なぜディズニーは「スタジオ」を捨てたのか?新パーク「ディズニー・アドベンチャー・ワールド」が描き出す次世代の没入体験

なぜディズニーは「スタジオ」を捨てたのか?新パーク「ディズニー・アドベンチャー・ワールド」が描き出す次世代の没入体験

カルチャーディズニーテーマパークディズニー・アドベンチャー・ワールド海外旅行エンターテインメント

2026年3月29日、パリのディズニーリゾートで新たな歴史が幕を開けました。かつて「ウォルト・ディズニー・スタジオ・パーク」として親しまれた第2パークが、約10年の開発期間を経て「ディズニー・アドベンチャー・ワールド」へと生まれ変わりました。この変革は、単なる名称の変更に留まらず、パークの存在意義そのものを塗り替える大規模なプロジェクトです。

ディズニー・アドベンチャー・ワールドの全貌と新エリア

スタジオからアドベンチャーへの脱皮

かつて映画制作の舞台裏をテーマにしていたスタジオ・パークは、長年「半日しか楽しめないパーク」という批判を浴びてきました。今回の刷新により、映画製作のプロセスを展示する場所から、ゲストが物語の世界に直接入り込む「没入型体験(イマーシブ)」の拠点へと大きく舵を切りました。

「ワールド・オブ・フローズン」と新エリアの誕生

新たな目玉として、映画『アナと雪の女王』の世界を再現した「ワールド・オブ・フローズン」がオープンしました。このエリアでは、アトラクション「フローズン・エバー・アフター」や、精巧なオラフのオーディオアニマトロニクスによるショーを楽しめます。また、パークの入り口には新エリア「ワールド・プレミア・プラザ」が新設され、ゲストを新たな冒険へと迎え入れます。

物語を紡ぐ「アドベンチャー・ウェイ」とアトラクション

「アドベンチャー・ウェイ」には、『塔の上のラプンツェル』をテーマにした新アトラクション「ラプンツェル・タングルド・スピン」が登場しました。さらに、同エリアには『カールじいさんの空飛ぶ家』をテーマにした回転型アトラクションも現在建設中であり、多様な物語が共存する環境が整いつつあります。

夜を彩る新たなエンターテインメント

水上ショー「ディズニー・カスケード・オブ・ライツ」は、最新のドローン技術と水上エフェクトを駆使し、パークの新たな象徴となりました。『ムーラン』や『ズートピア』など多彩な作品をテーマにした壮大な演出は、夜のパークを「冒険の物語」で包み込みます。

「アドベンチャー」から見る今後の展望

IP体験への特化がもたらす顧客体験の質的変化

今回の刷新で最も重要な点は、映画制作という「手段」から、キャラクターが生きる物語という「目的」へ完全にシフトしたことです。かつてのスタジオ・パークが映画愛好家向けの「見学地」だったのに対し、新パークは、ファンが自身の好きな物語の主人公として過ごす「聖地」となりました。この戦略は、ディズニーが世界的に展開する「没入型IPパーク」モデルの決定版であり、今後のディズニーパークが目指すべき指針を明確に示しています。
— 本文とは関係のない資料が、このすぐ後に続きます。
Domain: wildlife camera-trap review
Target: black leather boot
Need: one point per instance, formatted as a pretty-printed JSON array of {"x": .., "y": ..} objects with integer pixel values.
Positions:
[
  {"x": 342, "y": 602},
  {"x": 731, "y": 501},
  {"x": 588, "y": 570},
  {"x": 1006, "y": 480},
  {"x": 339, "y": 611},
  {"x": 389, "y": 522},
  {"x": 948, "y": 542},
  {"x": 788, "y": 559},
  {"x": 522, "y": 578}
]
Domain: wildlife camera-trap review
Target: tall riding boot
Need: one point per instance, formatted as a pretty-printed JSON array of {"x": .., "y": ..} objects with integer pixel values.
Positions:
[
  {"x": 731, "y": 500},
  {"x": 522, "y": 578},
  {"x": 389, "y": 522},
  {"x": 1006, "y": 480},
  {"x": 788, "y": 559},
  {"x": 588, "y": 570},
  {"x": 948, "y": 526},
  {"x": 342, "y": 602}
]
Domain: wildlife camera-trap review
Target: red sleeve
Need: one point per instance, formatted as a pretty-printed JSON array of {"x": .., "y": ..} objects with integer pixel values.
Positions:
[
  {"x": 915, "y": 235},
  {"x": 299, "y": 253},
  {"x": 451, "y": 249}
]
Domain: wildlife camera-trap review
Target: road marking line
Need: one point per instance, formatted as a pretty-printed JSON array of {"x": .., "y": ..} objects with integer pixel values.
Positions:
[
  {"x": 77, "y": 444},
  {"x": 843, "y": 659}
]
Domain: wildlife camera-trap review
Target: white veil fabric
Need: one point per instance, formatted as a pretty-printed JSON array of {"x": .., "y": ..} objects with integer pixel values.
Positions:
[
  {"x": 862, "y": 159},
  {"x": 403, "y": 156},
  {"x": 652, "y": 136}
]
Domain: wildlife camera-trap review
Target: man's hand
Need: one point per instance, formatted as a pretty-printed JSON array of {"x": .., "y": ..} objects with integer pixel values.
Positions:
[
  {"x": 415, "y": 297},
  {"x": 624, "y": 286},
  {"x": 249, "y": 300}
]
「ワールド」の名が示すブランドの未来と今後の成長可能性

名称に「ワールド」を冠したことは極めて象徴的です。今後は『ライオン・キング』をテーマにした新エリアや、さらなる拡張として『アバター』関連施設の計画も示唆されています。特定の映画ジャンルに縛られない「アドベンチャー」という広義の概念を採用することで、ディズニーは今後、常に最新かつ最も人気のあるIPを柔軟に組み込める体制を確立しました。このパークは、単なるテーマパークの枠を超え、絶えず進化し続ける「巨大な冒険の目的地」として、リゾート運営の新たなスタンダードとなるでしょう。